His writing career started to really take shape in 1956, when his stories, poems and articles began appearing in Te Ao Hou, a quarterly published by the Māori Affairs Department. He was also published in Landfall and quarterly Arena.

Habib had a natural ear for dialogue, and it wasn’t long before he got involved in theatre. Around 1976, keen to see more Māori stories on stage, Habib founded the theatre group Te Ika a Māui Players. Though not the first Māori play, Habib's Death of the Land (1976) is probably the earliest to be widely seen. Te Ika a Māui performed it around the country in community halls and marae; it was adapted for radio and for television, and later collected in landmark volume He Reo Hou.
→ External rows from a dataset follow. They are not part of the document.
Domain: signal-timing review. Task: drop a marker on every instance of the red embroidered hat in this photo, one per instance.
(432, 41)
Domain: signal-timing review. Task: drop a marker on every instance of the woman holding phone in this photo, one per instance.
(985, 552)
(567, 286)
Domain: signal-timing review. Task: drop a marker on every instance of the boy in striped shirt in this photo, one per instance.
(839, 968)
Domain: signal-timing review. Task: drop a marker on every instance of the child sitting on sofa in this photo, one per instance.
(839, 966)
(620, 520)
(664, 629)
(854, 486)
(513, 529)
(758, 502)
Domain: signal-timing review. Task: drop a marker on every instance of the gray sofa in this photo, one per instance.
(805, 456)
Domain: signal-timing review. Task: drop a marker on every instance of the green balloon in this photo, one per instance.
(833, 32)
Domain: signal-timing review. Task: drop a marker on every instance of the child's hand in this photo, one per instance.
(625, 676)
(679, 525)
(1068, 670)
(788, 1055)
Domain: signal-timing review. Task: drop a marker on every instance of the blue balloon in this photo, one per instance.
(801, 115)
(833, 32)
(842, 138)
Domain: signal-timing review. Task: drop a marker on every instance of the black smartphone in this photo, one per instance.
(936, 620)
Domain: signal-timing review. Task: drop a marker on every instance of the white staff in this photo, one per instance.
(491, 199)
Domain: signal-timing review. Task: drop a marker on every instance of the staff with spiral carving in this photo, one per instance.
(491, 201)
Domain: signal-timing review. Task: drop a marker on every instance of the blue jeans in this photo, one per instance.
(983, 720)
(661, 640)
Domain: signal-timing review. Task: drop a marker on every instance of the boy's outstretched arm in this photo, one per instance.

The screen adaptation was made independently at Avalon television studios in 1978, using actors from Te Ika a Māui.

In 1979 Habib became the first Māori to write an original drama specifically for television, when he was commissioned to write The Gathering. In 1983 he explored land ownership with his television series The Protestors, which won him the 1983 Feltex award for best script, and in 1984 Habib was awarded the Katherine Mansfield Menton Fellowship.

His anthology of poetry, The Raw Men, was published by O-a-Tia Publishers in 2006, and in 2013 he was honoured for his lifelong contribution to Māori Arts, at the annual Te Waka Toi awards.